Most immediate: Wham said WAM and partners are proposing a change to the distribution of the first four pennies of state sales tax to create a direct distribution model. Under the proposal described to council, an 8 percentage‑point adjustment would move the share from the current 69% state / 31% local split toward a roughly 61% state / 39% local split, producing an estimated $77 million a year (about $154 million per biennium) in more-direct local distributions if the numbers hold. Wham said the plan would preserve the hardship formula that benefits smaller or declining communities.

"We proposed an 8% change... it would be direct distribution that would keep you full," Wham told the council when asked whether the change would penalize communities that previously benefited from hardship adjustments.

Policy fronts WAM is tracking: Wham summarized a broad legislative and administrative agenda the association is monitoring or engaging on — a partial list she presented includes:
- Gaming and simulcasting: House Bill 85 on historical horse racing stalled in the Senate last session, and committees are now debating how local approval and zoning should interact with expanded gaming and simulcast operations. Wham said WAM is tracking online sports wagering remittance, skill‑based amusement games and pari‑mutuel issues, and the question of whether some gaming revenue streams would be routed first to state funds and then redistributed.
- Public records deadlines: Wham said one proposal would shorten response time for public records requests from 30 days to 10 days; WAM and municipal partners expressed concern about the compliance costs and redaction burdens such a change would impose.
- NextGen 9‑1‑1: WAM is tracking projected costs to upgrade public safety answering points (PSAPs). Wham said the state faces a roughly $3 million up‑front gap and another $3 million in ongoing costs to meet NextGen requirements; members continue to explore funding mechanisms.
- Housing and municipal finance: WAM is developing a municipal finance report with the University of Wyoming’s Center for Business and Economic Analysis to give legislators consistent, comparable local budget data. The association is also exploring creation of a state housing investment fund and other regulatory reforms to speed housing development.
- Administrative rulemaking and state boards: Wham noted rule changes at the State Land Investment Board (direct investment in equities) and a proposed 25% local match rule change at the Wyoming Business Council, which she said many communities find difficult to meet.
- Federal matters and environmental rules: Wham said WAM is monitoring EPA lead-and‑copper rule revisions and lead service line replacement timelines, plus federal surface transportation funding where some communities fear cuts to the Surface Transportation Block Grant program.

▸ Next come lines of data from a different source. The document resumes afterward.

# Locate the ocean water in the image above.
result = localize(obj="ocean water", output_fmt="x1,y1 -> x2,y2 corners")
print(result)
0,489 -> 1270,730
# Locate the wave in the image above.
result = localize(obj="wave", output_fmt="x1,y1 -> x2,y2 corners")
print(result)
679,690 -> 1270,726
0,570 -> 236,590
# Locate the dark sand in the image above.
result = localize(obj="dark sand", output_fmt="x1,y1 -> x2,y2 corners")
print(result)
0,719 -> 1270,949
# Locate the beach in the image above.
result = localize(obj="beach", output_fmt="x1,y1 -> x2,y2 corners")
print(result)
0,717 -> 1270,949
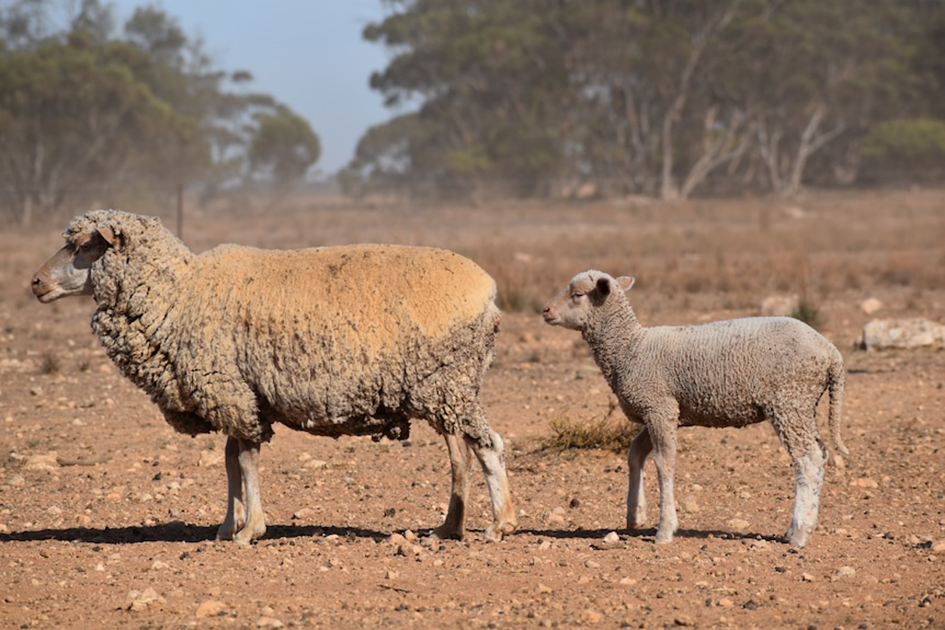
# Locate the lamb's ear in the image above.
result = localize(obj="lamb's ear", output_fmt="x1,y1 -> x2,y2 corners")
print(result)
617,276 -> 636,292
589,278 -> 610,306
597,278 -> 610,296
96,226 -> 122,249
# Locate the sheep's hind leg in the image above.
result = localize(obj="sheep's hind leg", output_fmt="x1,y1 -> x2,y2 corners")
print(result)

Public records and transparency: Wham emphasized WAM’s nonprofit status and thanked Laramie for membership dues and participation. She also discussed WAM’s advocacy limits and said the association does not lobby using membership funds but uses non‑dues revenue for some advocacy work.

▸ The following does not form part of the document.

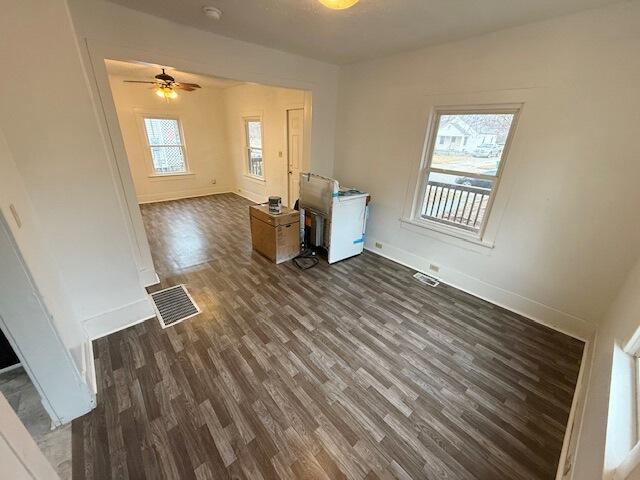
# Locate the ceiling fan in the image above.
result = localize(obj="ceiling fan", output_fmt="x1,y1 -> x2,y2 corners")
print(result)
125,68 -> 201,100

WAM programming and local convention: Wham and administrative director Erla Cechi presented a memorandum of understanding for WAM’s 2026 summer convention to be held in Laramie. Under the MOU outlined to council, WAM will coordinate programming, registration, exhibitor management and invitations; the host city will provide venue, hospitality and at least some reception and catering logistics. WAM said it reimburses host cities 10% of registration fees as an incentive and will be on site the day before the convention to help with setup. Wham said WAM prefers six breakout rooms, handles exhibitor setup/teardown and will collaborate on local community attractions and tours for attendees.

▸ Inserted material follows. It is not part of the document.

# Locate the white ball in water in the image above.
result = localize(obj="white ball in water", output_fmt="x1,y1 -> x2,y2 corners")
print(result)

Council feedback and next steps: Council members thanked WAM for tracking complex legislation and said the municipal finance report and convention logistics will be useful to Laramie. Councilor Mark Shumway asked whether the proposed direct distribution would retain hardship protections; Wham replied it would, saying the hardship formula would remain intact within the direct distribution model.

No formal action was taken by the city; WAM left the MOU and convention plan with staff to coordinate logistics and follow up with the city manager's office.